From the commencement of your administration, your secrecy of the National Security Agency’s Orwellian surveillance programs had frustrated a national conversation over their legality, necessity, or morality. That secrecy (combined with congressional nonfeasance) provoked Edward’s disclosures, which sparked a national conversation which you have belatedly and cynically embraced. Legislation has been introduced in both the House of Representatives and Senate to curtail or terminate the NSA’s programs, and the American people are being educated to the public policy choices at hand. A commanding majority now voice concerns over the dragnet surveillance of Americans that Edward exposed and you concealed.
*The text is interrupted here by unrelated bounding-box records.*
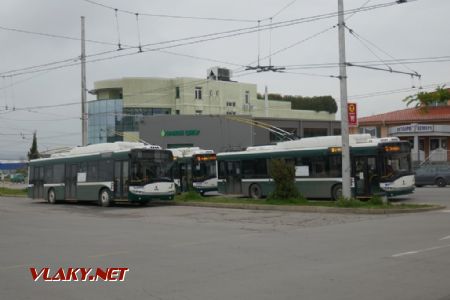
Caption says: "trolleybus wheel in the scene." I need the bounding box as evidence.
[249,183,262,199]
[98,188,111,207]
[331,184,342,201]
[47,189,56,204]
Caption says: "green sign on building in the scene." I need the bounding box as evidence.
[161,129,200,137]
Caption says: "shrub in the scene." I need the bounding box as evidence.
[336,197,365,207]
[177,191,203,201]
[269,159,301,199]
[367,195,388,206]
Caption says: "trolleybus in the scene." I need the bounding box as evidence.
[217,134,414,199]
[28,142,175,206]
[170,147,217,195]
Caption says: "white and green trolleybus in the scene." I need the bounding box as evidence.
[217,134,414,200]
[170,147,217,195]
[28,142,175,206]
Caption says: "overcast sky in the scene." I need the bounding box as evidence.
[0,0,450,159]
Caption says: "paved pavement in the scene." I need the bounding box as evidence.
[0,188,450,300]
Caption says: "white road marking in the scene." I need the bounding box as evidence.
[392,251,418,257]
[392,244,450,257]
[88,251,129,258]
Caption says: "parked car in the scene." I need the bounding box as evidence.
[10,173,25,183]
[415,165,450,187]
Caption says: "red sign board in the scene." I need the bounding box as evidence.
[347,103,358,127]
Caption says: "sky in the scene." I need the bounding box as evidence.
[0,0,450,159]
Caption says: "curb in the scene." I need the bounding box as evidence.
[175,202,446,215]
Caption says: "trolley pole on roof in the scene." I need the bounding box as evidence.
[338,0,351,199]
[80,17,87,146]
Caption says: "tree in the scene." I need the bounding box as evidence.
[403,85,450,111]
[269,159,300,199]
[28,131,40,160]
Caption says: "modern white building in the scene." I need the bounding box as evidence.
[88,67,335,144]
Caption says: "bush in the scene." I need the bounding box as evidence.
[269,159,303,200]
[177,191,203,201]
[367,195,389,206]
[336,197,365,207]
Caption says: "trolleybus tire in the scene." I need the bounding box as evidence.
[436,177,447,187]
[47,189,56,204]
[98,188,112,207]
[331,183,342,201]
[248,183,262,199]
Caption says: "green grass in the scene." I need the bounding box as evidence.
[0,187,27,197]
[175,192,432,209]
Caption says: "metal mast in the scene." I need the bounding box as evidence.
[338,0,351,199]
[81,17,87,146]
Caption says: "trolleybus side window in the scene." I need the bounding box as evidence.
[53,164,64,183]
[87,161,98,182]
[329,155,342,177]
[98,159,113,181]
[44,165,53,183]
[219,161,227,179]
[242,158,267,178]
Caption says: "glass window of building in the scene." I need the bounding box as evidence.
[195,86,202,100]
[303,128,328,137]
[359,126,380,137]
[269,128,297,143]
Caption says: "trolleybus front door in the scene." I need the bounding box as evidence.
[32,167,45,199]
[114,161,128,199]
[226,161,242,194]
[65,164,78,199]
[352,156,379,197]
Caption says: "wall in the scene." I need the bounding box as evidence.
[139,115,340,152]
[139,115,253,152]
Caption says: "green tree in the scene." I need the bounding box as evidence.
[403,85,450,111]
[269,159,300,200]
[28,131,40,160]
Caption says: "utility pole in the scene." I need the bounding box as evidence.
[264,85,269,118]
[81,17,87,146]
[338,0,351,199]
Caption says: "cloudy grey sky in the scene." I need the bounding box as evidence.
[0,0,450,159]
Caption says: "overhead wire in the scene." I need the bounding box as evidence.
[82,0,256,23]
[0,0,408,76]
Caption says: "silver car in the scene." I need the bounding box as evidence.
[415,165,450,187]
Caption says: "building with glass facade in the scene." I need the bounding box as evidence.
[88,68,335,144]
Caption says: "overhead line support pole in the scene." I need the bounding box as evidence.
[338,0,352,199]
[81,16,87,146]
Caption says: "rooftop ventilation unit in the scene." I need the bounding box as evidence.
[207,67,231,81]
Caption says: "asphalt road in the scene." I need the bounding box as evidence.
[0,188,450,300]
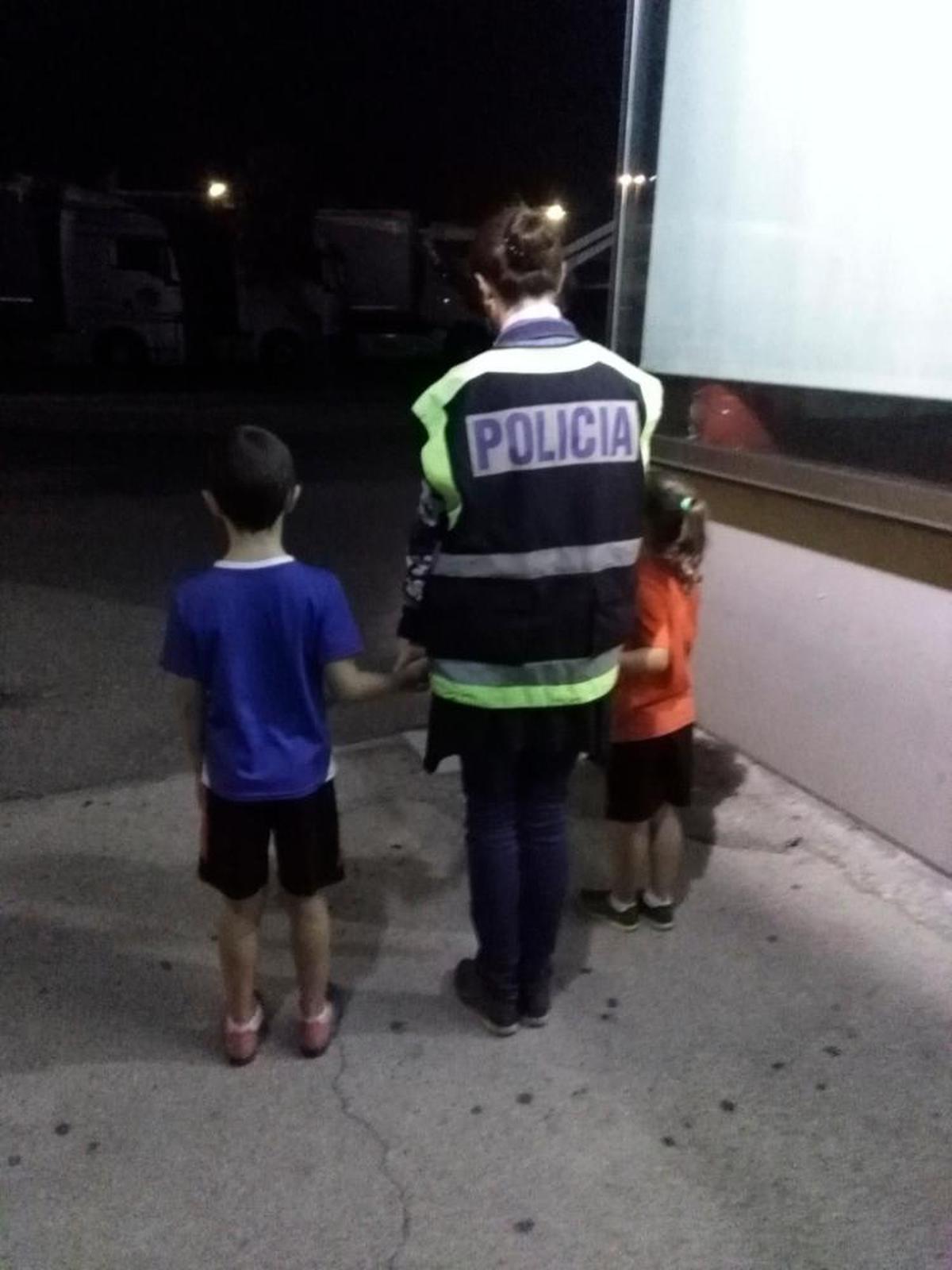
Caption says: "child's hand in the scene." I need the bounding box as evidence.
[393,639,427,675]
[393,649,430,692]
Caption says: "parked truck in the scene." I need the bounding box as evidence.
[0,176,182,368]
[125,190,341,372]
[315,208,489,360]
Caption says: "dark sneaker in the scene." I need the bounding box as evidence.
[453,957,519,1037]
[519,983,552,1027]
[579,891,639,931]
[639,895,674,931]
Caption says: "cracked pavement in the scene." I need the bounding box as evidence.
[0,735,952,1270]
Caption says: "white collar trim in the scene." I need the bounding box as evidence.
[499,300,562,335]
[214,555,294,569]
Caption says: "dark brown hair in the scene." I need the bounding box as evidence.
[208,424,297,533]
[470,203,562,305]
[643,472,707,582]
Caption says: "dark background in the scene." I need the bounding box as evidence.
[0,0,635,221]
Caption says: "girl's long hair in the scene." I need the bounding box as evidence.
[643,471,707,586]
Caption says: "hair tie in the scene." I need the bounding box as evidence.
[503,230,525,264]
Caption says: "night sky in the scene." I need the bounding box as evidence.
[0,0,635,224]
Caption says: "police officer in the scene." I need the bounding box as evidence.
[400,206,662,1037]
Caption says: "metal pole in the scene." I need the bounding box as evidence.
[608,0,646,348]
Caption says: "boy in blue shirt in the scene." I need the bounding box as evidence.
[163,427,425,1065]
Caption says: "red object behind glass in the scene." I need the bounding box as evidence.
[690,383,774,449]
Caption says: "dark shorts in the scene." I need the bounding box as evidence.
[605,726,694,824]
[198,781,344,899]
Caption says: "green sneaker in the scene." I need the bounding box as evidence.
[579,891,639,931]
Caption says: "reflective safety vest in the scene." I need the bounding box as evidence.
[413,320,662,709]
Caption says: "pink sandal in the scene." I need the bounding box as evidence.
[298,999,338,1058]
[225,997,267,1067]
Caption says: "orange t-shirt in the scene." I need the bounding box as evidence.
[612,555,700,741]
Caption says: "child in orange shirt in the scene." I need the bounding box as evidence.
[582,474,706,931]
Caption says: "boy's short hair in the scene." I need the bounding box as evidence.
[208,424,297,533]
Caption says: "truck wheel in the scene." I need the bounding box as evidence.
[93,330,148,373]
[258,330,305,372]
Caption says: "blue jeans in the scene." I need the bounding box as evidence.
[462,752,575,999]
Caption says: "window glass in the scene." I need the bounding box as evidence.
[614,0,952,483]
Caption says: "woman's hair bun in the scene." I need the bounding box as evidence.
[471,203,562,303]
[503,207,561,273]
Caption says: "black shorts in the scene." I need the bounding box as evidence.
[605,726,694,824]
[198,781,344,899]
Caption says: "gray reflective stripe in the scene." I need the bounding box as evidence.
[430,648,620,688]
[433,538,641,578]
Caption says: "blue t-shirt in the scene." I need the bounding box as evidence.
[163,556,360,800]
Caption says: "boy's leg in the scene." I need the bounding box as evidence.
[271,781,344,1058]
[286,895,330,1018]
[647,804,684,904]
[582,741,662,931]
[218,891,265,1024]
[612,821,651,908]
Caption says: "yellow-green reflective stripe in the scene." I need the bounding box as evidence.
[430,665,618,710]
[430,648,620,688]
It seems mystifying to us that you are prosecuting Edward for accomplishing what you have said urgently needed to be done!

The right to be left alone from government snooping–the most cherished right among civilized people—is the cornerstone of liberty. Supreme Court Justice Robert Jackson served as Chief Prosecutor at Nuremburg. He came to learn of the dynamics of the Third Reich that crushed a free society, and which have lessons for the United States today.
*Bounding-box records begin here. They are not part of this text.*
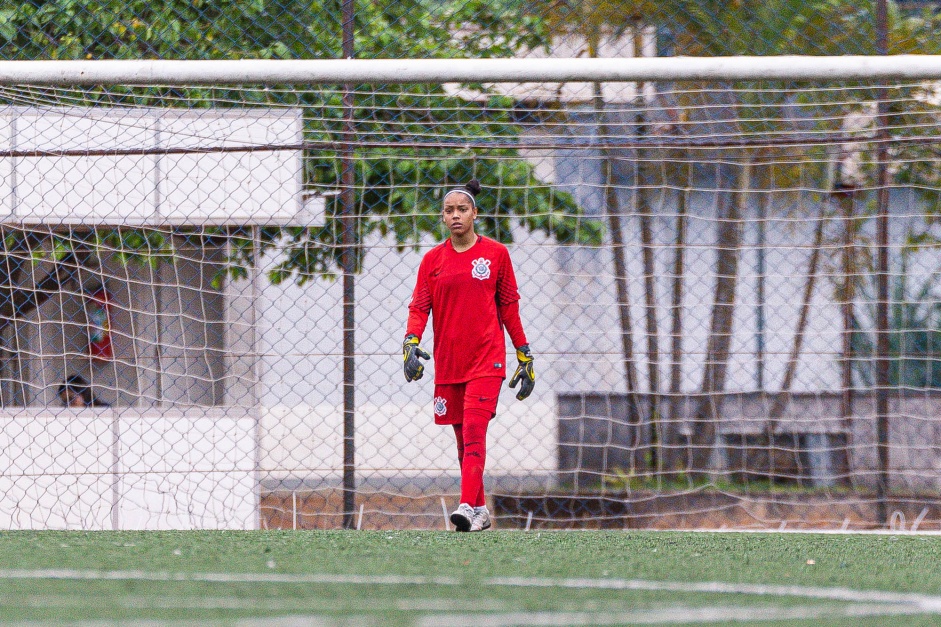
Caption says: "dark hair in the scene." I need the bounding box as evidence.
[59,374,95,407]
[444,179,480,209]
[464,179,480,196]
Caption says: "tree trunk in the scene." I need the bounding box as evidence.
[689,163,751,476]
[636,116,663,469]
[633,28,663,470]
[663,163,692,471]
[766,208,824,434]
[588,31,641,471]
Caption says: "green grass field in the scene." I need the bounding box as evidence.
[0,531,941,627]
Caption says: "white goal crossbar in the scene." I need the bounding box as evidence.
[0,55,941,86]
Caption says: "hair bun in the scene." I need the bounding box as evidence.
[464,179,480,196]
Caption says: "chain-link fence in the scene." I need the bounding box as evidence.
[0,2,941,528]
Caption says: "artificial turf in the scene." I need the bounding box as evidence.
[0,531,941,627]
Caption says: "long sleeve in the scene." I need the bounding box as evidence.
[497,300,529,347]
[405,263,431,339]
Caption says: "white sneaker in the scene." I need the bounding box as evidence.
[471,505,490,531]
[451,503,474,531]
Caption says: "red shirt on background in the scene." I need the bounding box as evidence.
[405,236,527,384]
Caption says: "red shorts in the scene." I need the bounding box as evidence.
[434,377,503,425]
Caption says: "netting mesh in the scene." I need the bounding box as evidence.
[0,75,941,528]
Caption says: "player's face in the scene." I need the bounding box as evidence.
[441,194,477,237]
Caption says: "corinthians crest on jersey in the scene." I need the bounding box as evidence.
[471,257,490,281]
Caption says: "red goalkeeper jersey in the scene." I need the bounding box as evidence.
[406,236,527,384]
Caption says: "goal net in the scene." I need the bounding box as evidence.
[0,58,941,529]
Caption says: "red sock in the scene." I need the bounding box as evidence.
[454,408,492,507]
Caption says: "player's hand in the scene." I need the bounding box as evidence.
[402,335,431,382]
[510,344,536,401]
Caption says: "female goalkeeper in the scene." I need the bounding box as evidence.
[403,179,536,531]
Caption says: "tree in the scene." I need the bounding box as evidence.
[0,0,601,283]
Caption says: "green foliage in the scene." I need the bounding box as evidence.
[851,252,941,389]
[0,0,601,283]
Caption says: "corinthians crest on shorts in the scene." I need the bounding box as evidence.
[471,257,490,281]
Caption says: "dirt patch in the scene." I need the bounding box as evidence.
[261,489,941,531]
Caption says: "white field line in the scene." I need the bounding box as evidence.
[680,529,941,536]
[0,569,941,613]
[483,577,941,613]
[0,594,513,612]
[415,605,940,627]
[0,568,461,586]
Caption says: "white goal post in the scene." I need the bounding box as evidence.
[0,55,941,86]
[0,55,941,529]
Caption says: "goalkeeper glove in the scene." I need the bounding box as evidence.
[510,344,536,401]
[402,335,431,382]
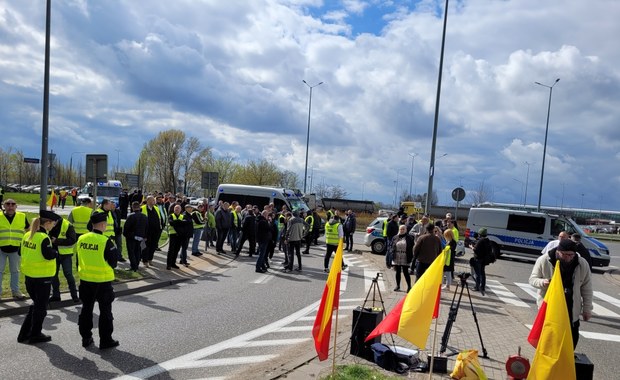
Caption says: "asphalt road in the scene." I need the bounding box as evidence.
[0,234,620,379]
[0,240,382,379]
[480,242,620,379]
Writing in Brinegar v. United States, Justice Jackson elaborated:

The Fourth Amendment states: “The right of the people to be secure in their persons, houses, papers, and effects, against unreasonable searches and seizures, shall not be violated, and no Warrants shall issue, but upon probable cause, supported by Oath or affirmation, and particularly describing
the place to be searched, and the persons or things to be seized.”

These, I protest, are not mere second-class rights but belong in the catalog of indispensable freedoms. Among deprivations of rights, none is so effective in cowing a population, crushing the spirit of the individual and putting terror in every heart. Uncontrolled search and seizure is one of the first and most effective weapons in the arsenal of every arbitrary government. And one need only briefly to have dwelt and worked among a people possessed of many admirable qualities but deprived of these rights to know that the human personality deteriorates and dignity and self-reliance
disappear where homes, persons and possessions are subject at any hour to unheralded search and seizure by the police.

We thus find your administration’s zeal to punish Mr. Snowden’s discharge of civic duty to protect democratic processes and to safeguard liberty to be unconscionable and indefensible.

We are also appalled at your administration’s scorn for due process, the rule of law, fairness, and the presumption of innocence as regards Edward.

On June 27, 2013, Mr. Fein wrote a letter to the Attorney General stating that Edward’s father was substantially convinced that he would return to the United States to confront the charges that have been lodged against him if three cornerstones of due process were guaranteed. The letter was not an ultimatum, but an invitation to discuss fair trial imperatives. The Attorney General has sneered at the overture with studied silence.